An estimated 40,000 Chinese visitors come to Ireland on an annual basis — and there may be attitudinal differences that need to be pointed out in advance, explains Chinese Embassy spokesman Walter Pan:

The Embassy advises Chinese visitors to exercise respect when entering Irish churches and to avoid casually snapping photographs of children and people in general:

“In comparison with China, Ireland would be more religious and we ask visiting people to be respectful when entering churches. They may notice churches and would want to go in, and sometimes there may be a religious activity going on, such as a wedding.

“We ask them to ask permission before entering such venues and to be respectful at all times,” he says, adding that Chinese visitors will also be warned that Ireland “is among the most expensive countries in Europe, and that they should be unsurprised at higher prices”.

Prices in Dublin, for example, says Mr Pan, are higher than most of the cities in China and it is more expensive to take taxis, buses and trains here.

Attitudes to taking photographs can be an issue if people are not warned in advance: “We have noticed Chinese people travelling abroad carry big cameras and take photographs all the time.

“We advise them to ask permission if they wish to take photographs of people on the street; children playing in a park, for example, or young ladies smoking.
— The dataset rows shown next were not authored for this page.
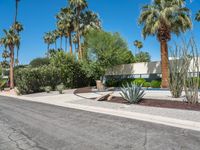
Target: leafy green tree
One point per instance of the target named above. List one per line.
(106, 49)
(197, 18)
(142, 57)
(162, 18)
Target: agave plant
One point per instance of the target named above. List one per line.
(132, 93)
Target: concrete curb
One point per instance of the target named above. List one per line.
(186, 124)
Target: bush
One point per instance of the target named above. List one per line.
(139, 81)
(60, 88)
(155, 84)
(29, 80)
(132, 93)
(63, 69)
(38, 62)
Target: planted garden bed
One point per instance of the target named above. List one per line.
(160, 103)
(150, 102)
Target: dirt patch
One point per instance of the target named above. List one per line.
(160, 103)
(83, 90)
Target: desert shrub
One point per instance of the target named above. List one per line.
(132, 93)
(155, 84)
(139, 81)
(29, 80)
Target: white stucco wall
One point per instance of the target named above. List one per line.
(140, 68)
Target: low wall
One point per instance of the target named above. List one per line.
(135, 69)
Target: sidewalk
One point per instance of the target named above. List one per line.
(172, 117)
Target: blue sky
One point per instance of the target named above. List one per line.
(38, 17)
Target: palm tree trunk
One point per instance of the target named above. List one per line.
(55, 45)
(79, 47)
(70, 43)
(78, 35)
(164, 64)
(16, 10)
(61, 42)
(66, 43)
(11, 67)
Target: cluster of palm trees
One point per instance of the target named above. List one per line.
(11, 41)
(162, 18)
(73, 22)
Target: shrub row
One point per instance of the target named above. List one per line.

“They may want to take these memories home as photographs but they are not always aware that people can take offence if photographs are taken without asking permission — in China there is a more relaxed attitude to taking pictures of strangers!”

The Chinese embassy advises Chinese citizens to experience Irish pubs, particularly those featuring live music: “In urban parts of China, bars and pubs are more for young people in search of night life, and a much lower percentage of urban Chinese residents would go to pubs regularly. It’s not for everyone, whereas in Ireland pubs are the right places to go if you want a social life!”